Semantic monitoring is a good addition. Send a fake payload every X minutes, then wait and verify results. If there is an issue, notify developers.
All your application and operational metrics should be in a single place. These are frequently cross-referenced and it will be hard to find patterns otherwise; e.g. using ordering automation causes large disk usage spikes.
Correlation IDs are important, especially in microservice monitoring. An id for a chain of calls. The first call generates an UUID and its passed along to all requests.
[12:12:12] [my-service] [correlation-id] [log-level] message or something on those lines
Service health checks should report itself and status of potential downstream services from their point-of-view. This allows spotting issues with interconnectivity which can be hard to notice otherwise.
Logging is a single greatest feature you can add to a software system. Great for hunting bugs and figuring out what the hell is going on. Creating a solid logging system should be one of the first aspect you include in a new project. Make whole process of generating log messages as easy as possible so programmers will really write log events.
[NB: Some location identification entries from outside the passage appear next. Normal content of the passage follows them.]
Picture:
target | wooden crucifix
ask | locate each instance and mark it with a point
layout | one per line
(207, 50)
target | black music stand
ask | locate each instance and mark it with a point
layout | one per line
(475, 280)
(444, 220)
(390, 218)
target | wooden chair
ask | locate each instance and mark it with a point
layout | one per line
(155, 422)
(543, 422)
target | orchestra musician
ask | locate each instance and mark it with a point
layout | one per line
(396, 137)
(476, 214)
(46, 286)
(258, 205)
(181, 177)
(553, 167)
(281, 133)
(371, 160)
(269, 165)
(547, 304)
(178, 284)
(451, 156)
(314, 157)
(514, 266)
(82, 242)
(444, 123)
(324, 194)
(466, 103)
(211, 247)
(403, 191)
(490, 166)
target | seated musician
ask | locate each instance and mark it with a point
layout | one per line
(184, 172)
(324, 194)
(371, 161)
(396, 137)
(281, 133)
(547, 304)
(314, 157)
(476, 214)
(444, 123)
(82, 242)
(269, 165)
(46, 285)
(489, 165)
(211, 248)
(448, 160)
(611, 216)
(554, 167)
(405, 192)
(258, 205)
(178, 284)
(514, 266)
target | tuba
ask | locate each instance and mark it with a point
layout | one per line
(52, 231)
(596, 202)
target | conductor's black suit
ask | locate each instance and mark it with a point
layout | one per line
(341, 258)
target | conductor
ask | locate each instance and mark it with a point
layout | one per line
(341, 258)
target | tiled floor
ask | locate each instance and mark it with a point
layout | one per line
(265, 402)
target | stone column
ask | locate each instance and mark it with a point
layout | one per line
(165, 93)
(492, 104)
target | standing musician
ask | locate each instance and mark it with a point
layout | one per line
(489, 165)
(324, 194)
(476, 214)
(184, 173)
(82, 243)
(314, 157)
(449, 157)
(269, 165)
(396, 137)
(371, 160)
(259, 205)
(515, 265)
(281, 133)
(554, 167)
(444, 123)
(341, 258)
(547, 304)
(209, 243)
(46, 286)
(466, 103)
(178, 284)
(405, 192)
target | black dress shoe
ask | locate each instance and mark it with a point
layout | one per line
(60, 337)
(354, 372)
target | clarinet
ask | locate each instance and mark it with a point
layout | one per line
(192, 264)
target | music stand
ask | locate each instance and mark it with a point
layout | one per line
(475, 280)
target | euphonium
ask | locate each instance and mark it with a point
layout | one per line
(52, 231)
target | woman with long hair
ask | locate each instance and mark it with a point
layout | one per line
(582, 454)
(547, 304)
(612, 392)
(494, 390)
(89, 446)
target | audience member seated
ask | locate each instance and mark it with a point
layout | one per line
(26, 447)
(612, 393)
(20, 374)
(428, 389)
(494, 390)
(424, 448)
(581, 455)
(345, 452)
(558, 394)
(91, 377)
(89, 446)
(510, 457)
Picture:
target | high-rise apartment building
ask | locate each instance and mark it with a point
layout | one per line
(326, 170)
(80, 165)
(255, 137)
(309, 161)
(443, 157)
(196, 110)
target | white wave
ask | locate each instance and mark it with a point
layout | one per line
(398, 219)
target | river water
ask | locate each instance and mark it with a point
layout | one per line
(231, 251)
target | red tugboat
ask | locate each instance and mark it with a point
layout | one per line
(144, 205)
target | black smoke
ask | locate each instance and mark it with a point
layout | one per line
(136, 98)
Each log entry should have a machine readable event code for filtering. Prefer using string codes that humans can still understand.
Log entry should have human readable description for debugging.
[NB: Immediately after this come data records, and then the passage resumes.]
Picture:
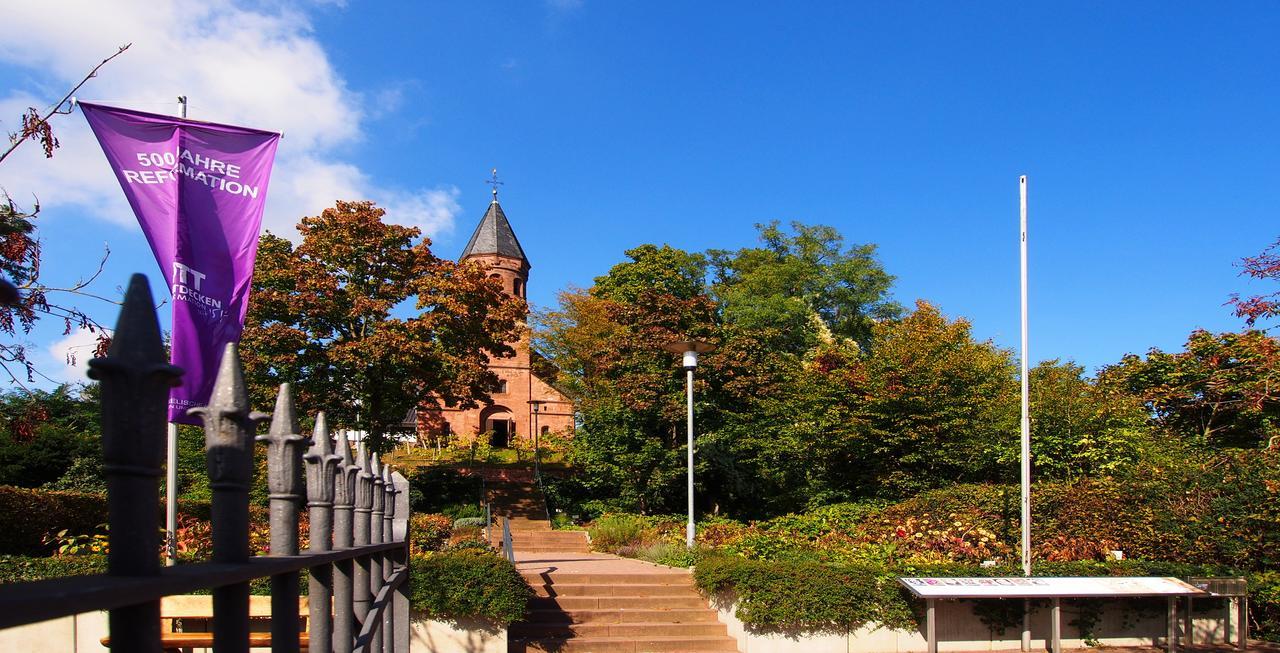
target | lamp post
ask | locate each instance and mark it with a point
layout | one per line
(690, 350)
(535, 405)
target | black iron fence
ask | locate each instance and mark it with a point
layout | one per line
(359, 517)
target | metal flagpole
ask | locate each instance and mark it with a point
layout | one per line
(1025, 427)
(170, 487)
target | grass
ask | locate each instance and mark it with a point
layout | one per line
(466, 456)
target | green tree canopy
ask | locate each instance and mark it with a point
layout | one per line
(325, 316)
(1223, 391)
(795, 282)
User created an account: Ruksi Laine (87b0fb59-ec25-48cd-a6f0-b5ce9bd24a56).
Always use UTC as log event time and use ISO 8601 format.
Always include host information, even if it is offline application. Some kind of identifier for this particular software installation. Should also contain software version.
Always include the current "user". User can be a person or a computerin this context.
Add a lot of debugging information on errors. Include source code location where the event happened e.g. file name and line number. Include the context in which the event happened e.g. call stack a.k.a. function call chain that caused the error.
You might want to identify the software instance e.g. process id or session id.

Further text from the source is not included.